A block of mass M is suspended from a wire of length L, area of cross-section A and Young's modulus Y. The elastic potential energy stored in the wire is

To find the elastic potential energy stored in a wire when a block of mass \( M \) is suspended from it, we can follow these steps: ### Step 1: Understand the relationship between stress, strain, and Young's modulus. Young's modulus \( Y \) is defined as the ratio of stress to strain: \[ Y = \frac{\text{Stress}}{\text{Strain}} \] Where: - Stress \( = \frac{F}{A} \) (Force per unit area) - Strain \( = \frac{\Delta L}{L} \) (Change in length per original length) ### Step 2: Identify the forces acting on the wire.
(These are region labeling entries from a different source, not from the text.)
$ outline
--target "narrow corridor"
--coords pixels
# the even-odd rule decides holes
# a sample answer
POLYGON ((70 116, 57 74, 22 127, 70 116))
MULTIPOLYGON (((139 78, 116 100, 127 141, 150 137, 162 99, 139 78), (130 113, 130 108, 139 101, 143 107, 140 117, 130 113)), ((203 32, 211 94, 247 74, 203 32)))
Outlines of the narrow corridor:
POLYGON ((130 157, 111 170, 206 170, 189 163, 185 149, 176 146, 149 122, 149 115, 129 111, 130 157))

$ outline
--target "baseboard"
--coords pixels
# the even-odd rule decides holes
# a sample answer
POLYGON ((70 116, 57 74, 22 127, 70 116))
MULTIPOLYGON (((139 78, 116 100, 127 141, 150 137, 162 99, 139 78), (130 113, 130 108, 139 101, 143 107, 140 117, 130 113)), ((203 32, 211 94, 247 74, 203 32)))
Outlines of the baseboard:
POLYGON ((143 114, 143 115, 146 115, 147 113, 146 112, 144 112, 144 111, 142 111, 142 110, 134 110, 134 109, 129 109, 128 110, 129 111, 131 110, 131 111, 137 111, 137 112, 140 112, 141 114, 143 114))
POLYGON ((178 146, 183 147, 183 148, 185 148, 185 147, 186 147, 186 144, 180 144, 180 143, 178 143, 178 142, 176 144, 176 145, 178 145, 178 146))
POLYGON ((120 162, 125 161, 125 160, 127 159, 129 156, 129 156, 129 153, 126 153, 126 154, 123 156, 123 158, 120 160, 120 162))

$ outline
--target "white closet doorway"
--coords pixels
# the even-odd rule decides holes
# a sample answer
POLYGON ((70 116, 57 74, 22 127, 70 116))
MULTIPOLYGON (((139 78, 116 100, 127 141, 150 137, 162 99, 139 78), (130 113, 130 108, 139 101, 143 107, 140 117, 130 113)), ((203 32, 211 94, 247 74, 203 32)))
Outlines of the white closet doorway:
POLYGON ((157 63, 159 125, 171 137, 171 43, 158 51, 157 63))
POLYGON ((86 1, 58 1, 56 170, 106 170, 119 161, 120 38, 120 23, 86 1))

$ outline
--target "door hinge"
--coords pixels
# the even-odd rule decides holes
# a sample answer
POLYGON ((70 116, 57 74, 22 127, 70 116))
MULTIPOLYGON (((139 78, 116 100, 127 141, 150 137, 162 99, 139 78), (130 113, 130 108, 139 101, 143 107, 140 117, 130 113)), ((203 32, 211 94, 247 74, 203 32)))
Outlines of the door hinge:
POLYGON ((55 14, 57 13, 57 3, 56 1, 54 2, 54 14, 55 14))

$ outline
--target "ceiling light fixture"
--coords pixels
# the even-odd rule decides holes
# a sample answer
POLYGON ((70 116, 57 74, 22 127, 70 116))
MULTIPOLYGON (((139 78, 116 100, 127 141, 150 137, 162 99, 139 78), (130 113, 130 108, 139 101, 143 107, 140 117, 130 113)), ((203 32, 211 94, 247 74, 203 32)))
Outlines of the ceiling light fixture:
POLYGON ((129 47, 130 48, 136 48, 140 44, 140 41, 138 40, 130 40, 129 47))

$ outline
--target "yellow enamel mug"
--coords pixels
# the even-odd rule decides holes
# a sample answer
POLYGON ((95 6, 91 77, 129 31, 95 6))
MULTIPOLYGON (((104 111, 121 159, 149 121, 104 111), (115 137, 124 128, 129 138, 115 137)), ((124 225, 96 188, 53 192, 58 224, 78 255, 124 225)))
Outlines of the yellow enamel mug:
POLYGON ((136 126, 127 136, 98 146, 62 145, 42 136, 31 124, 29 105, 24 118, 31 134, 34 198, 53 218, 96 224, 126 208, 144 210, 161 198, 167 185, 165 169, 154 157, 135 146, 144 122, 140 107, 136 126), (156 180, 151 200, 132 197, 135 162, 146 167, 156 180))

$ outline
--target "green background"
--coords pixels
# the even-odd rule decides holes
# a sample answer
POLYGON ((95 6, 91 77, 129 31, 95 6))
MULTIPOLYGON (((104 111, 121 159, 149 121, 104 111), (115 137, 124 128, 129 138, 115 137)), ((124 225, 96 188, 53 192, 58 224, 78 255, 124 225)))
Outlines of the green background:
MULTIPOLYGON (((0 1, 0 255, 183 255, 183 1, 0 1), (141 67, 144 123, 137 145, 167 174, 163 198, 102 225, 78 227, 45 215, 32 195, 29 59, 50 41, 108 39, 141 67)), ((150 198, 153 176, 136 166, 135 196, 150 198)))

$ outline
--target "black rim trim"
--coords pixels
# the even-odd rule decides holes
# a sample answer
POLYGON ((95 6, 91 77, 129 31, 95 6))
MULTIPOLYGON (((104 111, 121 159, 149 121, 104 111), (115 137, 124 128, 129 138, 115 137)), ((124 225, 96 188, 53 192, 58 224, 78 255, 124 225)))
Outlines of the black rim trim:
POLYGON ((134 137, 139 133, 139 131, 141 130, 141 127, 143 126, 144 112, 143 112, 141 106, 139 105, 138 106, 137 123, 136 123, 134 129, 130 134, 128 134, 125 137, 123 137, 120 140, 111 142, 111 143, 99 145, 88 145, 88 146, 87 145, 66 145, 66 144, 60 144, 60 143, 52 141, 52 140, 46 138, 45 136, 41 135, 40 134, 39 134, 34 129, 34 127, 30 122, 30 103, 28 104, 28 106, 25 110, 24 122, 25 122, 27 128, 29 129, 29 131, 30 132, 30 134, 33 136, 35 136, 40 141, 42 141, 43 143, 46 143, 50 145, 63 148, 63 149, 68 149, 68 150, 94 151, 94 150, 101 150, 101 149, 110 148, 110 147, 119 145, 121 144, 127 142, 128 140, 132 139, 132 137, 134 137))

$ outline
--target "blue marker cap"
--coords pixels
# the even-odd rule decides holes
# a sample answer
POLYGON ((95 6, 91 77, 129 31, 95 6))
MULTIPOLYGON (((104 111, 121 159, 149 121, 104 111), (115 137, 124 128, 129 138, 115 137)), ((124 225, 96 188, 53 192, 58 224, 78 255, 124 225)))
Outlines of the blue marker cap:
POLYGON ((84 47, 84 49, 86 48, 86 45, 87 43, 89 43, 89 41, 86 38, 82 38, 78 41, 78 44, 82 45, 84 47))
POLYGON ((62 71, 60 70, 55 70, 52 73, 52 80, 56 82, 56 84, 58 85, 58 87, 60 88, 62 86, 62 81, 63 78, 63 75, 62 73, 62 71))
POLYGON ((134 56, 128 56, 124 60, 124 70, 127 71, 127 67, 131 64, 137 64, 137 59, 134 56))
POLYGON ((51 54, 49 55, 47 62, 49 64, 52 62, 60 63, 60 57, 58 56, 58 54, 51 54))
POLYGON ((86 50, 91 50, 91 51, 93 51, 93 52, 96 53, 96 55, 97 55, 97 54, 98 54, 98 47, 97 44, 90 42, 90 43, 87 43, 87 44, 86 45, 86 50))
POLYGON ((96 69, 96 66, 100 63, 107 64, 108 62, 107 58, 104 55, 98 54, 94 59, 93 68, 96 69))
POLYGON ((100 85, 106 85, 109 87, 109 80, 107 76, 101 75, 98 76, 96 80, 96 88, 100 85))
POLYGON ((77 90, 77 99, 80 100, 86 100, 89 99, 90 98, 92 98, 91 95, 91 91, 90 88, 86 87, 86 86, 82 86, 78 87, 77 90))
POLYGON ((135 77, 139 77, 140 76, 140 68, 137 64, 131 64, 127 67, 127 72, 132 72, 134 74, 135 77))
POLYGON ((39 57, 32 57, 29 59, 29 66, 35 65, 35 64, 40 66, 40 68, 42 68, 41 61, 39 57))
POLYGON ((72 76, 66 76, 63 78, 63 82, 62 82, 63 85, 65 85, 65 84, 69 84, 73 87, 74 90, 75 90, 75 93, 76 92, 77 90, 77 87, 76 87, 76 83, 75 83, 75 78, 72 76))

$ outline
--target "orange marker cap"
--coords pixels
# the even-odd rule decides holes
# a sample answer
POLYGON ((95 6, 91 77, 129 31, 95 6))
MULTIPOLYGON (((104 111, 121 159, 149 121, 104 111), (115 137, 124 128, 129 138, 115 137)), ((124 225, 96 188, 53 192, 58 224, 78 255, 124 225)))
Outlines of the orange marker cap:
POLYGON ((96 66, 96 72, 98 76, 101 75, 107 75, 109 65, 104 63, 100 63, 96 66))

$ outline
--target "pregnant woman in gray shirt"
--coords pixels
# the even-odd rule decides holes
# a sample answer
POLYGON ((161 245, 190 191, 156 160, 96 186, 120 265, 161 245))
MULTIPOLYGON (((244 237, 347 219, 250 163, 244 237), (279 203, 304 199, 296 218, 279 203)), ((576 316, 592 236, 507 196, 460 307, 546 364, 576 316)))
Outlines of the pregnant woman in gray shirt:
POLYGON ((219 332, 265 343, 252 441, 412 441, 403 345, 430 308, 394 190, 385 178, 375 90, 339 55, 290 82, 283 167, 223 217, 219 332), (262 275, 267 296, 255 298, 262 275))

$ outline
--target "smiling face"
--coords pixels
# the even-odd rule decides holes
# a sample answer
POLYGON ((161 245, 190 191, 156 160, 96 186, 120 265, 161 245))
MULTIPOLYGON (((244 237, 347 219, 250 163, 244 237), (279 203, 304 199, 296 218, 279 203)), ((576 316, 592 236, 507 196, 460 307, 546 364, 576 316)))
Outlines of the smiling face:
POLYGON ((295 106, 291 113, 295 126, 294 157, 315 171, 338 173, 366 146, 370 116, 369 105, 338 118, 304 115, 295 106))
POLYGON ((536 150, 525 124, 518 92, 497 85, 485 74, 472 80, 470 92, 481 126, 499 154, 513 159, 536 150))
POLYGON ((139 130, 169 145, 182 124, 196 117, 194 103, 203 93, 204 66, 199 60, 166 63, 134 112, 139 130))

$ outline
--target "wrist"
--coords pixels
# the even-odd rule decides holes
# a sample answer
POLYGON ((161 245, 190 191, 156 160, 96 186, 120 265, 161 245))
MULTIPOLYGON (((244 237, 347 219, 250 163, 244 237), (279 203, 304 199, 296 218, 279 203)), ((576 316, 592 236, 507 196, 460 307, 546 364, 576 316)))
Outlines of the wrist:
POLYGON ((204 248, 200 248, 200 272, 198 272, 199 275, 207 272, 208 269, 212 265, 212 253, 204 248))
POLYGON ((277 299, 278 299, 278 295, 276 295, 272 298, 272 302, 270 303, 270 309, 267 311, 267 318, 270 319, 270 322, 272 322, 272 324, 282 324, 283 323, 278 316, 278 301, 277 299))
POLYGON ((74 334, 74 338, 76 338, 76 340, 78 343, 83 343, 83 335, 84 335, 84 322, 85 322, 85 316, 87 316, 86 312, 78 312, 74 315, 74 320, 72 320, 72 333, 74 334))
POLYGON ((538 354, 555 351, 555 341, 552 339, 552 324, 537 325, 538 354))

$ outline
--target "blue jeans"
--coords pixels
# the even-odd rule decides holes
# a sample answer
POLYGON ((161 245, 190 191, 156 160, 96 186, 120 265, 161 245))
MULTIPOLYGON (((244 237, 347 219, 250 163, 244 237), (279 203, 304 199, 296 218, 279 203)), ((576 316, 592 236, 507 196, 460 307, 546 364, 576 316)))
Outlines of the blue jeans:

When the block of mass \( M \) is suspended, the force \( F \) acting on the wire due to the weight of the block is: \[ F = Mg \] Where \( g \) is the acceleration due to gravity. ### Step 3: Express stress and strain in terms of the given quantities. Substituting the expression for force into the stress formula: \[ \text{Stress} = \frac{F}{A} = \frac{Mg}{A} \] Now, substituting this into the Young's modulus equation: \[ Y = \frac{\frac{Mg}{A}}{\frac{\Delta L}{L}} \] Rearranging gives: \[ \Delta L = \frac{MgL}{AY} \] ### Step 4: Find the spring constant \( k \) of the wire. The spring constant \( k \) can be related to Young's modulus and the dimensions of the wire: \[ k = \frac{AY}{L} \] ### Step 5: Calculate the elastic potential energy stored in the wire. The elastic potential energy \( U \) stored in a spring (or wire, in this case) is given by: \[ U = \frac{1}{2} k x^2 \] Substituting for \( k \) and \( x \) (where \( x = \Delta L \)): \[ U = \frac{1}{2} \left( \frac{AY}{L} \right) \left( \frac{MgL}{AY} \right)^2 \] Simplifying this expression: \[ U = \frac{1}{2} \cdot \frac{AY}{L} \cdot \frac{M^2g^2L^2}{A^2Y^2} \] \[ U = \frac{1}{2} \cdot \frac{M^2g^2L}{AY} \] ### Final Result: The elastic potential energy stored in the wire is: \[ U = \frac{M^2g^2L}{2AY} \] ---